The American Medical Association has identified a lack of diversity among physicians and medical students as a key barrier to health equity.

Where possible, a person should educate themself about migraine. This can help when seeking care, as the person can help guide the conversation, ask appropriate questions, and mention symptoms that may be important for the doctor to know.

When it comes to diagnosing migraine, underdiagnosis may affect certain groups of people. In particular, people who are Black, Hispanic, or Asian and living with migraine may be less likely to receive a diagnosis than white people.

According to the AMF, there is a large disparity in diagnosis rates between white people and Black people experiencing headaches. The organization notes that:

  • 70% of white people living with headaches get a migraine diagnosis
  • 40% of Black people living with headaches get a migraine diagnosis
  • Hispanic people living with headaches have a 50% lower chance of a migraine diagnosis compared with white people

Research shows that Asian people have the lowest prevalence of severe headaches or migraine, which may also be due to a low rate of diagnosis.

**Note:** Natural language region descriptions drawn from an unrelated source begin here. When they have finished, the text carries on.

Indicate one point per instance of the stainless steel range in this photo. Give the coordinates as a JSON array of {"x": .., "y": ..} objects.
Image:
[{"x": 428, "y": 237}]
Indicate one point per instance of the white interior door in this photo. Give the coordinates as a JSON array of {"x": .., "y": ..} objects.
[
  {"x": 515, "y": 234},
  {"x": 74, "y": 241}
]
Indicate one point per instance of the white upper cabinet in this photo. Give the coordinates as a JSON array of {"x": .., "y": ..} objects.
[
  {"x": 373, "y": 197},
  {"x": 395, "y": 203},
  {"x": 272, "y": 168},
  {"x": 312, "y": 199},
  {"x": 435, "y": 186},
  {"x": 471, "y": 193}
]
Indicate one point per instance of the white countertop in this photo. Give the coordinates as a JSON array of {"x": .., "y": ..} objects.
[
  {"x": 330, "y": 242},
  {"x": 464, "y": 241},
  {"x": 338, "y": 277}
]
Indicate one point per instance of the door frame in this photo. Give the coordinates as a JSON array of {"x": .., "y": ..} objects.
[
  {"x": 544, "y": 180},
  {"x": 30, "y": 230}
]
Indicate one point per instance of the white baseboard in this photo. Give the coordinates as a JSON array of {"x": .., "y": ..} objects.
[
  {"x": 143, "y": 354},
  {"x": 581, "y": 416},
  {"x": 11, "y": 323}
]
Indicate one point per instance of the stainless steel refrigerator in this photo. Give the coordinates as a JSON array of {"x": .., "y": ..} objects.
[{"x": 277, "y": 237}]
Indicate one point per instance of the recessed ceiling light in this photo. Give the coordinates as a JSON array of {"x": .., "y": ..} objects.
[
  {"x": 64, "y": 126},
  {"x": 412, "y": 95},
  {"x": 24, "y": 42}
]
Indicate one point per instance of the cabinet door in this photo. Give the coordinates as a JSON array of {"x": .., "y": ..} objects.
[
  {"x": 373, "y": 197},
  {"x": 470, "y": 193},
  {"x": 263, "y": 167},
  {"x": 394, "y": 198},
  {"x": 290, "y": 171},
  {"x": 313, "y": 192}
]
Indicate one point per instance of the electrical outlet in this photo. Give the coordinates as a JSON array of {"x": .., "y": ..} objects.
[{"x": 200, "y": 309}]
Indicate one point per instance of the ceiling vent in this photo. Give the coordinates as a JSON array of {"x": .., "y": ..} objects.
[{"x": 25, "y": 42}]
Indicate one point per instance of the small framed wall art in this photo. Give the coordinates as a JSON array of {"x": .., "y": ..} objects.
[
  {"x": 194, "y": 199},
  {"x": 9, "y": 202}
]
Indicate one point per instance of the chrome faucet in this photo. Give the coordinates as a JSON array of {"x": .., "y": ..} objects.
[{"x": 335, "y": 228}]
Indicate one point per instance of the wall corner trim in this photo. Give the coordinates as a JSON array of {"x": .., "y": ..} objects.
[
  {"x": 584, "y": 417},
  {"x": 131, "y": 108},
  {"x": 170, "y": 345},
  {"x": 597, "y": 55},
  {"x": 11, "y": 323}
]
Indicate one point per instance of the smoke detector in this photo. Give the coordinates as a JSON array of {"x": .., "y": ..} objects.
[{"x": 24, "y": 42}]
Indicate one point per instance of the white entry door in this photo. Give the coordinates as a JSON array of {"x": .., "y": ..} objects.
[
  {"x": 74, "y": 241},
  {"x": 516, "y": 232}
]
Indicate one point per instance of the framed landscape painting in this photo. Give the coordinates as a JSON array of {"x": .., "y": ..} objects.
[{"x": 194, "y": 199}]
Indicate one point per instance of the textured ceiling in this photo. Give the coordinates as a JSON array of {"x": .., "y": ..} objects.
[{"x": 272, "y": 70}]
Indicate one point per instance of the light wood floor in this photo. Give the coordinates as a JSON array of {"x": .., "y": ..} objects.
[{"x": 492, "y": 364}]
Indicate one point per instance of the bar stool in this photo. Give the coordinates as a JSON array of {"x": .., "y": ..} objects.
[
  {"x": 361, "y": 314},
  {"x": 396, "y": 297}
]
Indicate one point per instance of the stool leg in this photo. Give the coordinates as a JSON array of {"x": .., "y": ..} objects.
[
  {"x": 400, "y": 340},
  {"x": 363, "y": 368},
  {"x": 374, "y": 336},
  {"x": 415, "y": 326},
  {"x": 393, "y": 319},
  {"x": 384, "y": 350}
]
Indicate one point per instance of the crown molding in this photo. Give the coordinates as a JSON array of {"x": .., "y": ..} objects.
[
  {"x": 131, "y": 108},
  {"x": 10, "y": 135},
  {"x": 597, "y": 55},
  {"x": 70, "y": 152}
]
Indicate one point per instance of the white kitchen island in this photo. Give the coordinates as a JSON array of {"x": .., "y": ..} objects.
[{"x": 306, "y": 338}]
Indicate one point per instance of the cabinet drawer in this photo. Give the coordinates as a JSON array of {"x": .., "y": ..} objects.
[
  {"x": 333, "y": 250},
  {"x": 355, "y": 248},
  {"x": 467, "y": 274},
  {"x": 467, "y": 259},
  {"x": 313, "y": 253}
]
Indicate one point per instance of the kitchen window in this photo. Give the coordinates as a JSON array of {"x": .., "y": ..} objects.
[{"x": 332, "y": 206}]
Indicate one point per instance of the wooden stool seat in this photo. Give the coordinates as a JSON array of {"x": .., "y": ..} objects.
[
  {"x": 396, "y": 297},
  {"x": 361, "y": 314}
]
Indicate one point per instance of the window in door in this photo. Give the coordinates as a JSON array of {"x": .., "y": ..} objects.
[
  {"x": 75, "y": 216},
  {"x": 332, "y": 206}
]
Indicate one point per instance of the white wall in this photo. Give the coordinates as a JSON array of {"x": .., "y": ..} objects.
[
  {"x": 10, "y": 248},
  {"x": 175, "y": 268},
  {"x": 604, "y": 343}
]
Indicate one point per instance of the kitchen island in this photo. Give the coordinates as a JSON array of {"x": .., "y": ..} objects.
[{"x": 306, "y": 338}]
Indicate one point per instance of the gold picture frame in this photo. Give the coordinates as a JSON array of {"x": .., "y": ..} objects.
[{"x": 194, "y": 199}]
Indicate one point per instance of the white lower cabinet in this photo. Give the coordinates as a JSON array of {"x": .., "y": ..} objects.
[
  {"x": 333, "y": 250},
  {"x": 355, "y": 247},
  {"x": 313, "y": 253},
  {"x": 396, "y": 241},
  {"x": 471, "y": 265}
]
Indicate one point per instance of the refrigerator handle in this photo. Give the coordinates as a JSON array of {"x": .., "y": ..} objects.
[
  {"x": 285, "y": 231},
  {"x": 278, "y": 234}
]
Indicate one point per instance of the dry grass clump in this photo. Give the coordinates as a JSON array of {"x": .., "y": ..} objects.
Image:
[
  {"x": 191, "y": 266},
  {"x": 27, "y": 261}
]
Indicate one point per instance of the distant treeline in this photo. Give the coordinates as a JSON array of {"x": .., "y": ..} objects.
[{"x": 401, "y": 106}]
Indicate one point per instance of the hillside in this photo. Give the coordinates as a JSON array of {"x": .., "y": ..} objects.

Without a diagnosis, people living with migraine cannot get specific care for the condition, which leads to less positive outcomes and a lower quality of life.

According to a 2021 review, disparities in diagnosis occur due to a variety of reasons, including:

  • socioeconomic factors
  • differences in insurance status
  • disparities in geographic locations
  • racism

Education is key to addressing racist treatment in the healthcare system.

Historically, people have incorrectly associated Black people with a higher pain tolerance, which translates to differences in treatment between people of different races.

Even medical studies have exhibited bias. For instance, an old study from 1996 concluded that white people were likely genetically predisposed to experience migraine at higher levels while dismissing socioeconomic factors that might affect the rates of diagnosis.

More recent studies have started to challenge the notion that biological differences play a major role in treatment or other areas of migraine care. However, disparities in treatment still exist.

In a 2017 study, researchers noted that in comparison with non-Hispanic white people, African American people experience:

  • more frequent and severe migraine
  • a higher likelihood of developing chronic migraine
  • higher rates of resulting depression
  • a lower quality of life

In spite of this, the AMF states that only 14% of Black people living with migraine receive prescriptions for acute migraine. In comparison, 37% of white people living with migraine receive acute migraine care.

In other words, racial differences contribute to a lack of both preventive care and treatment during an acute attack. Improper treatment leads to less positive treatment outcomes and a lower quality of life.

Addressing inequality in migraine diagnosis and care requires broad efforts across the medical field.

A 2021 review identified several steps, including:

  • addressing health literacy
  • improving public education
  • optimizing and improving telemedicine
  • engaging in community outreach to educate healthcare professionals working in primary care
  • increasing efforts to recruit underrepresented groups in headache research
  • training providers in cultural sensitivity and competence
  • improving advocacy
  • providing training on implicit bias

The AMF provides several free guides to people living with migraine that address:

An important step for anyone living with migraine is to learn as much as possible about the disorder. Doing so can help them shape conversations with doctors and self-advocate for their care.

A person’s race can affect their ability to get a diagnosis and receive proper care for migraine. Several factors contribute to the differences in how people of different races receive migraine support. These include racial bias, a lack of access to healthcare, and a low quality of care.

A lack of support can lead to less positive outcomes, including ineffective treatment, higher rates of depression, and a reduced quality of life. A person should consider taking the time to learn as much as possible about migraine. A good understanding of the condition can help people better advocate for themselves.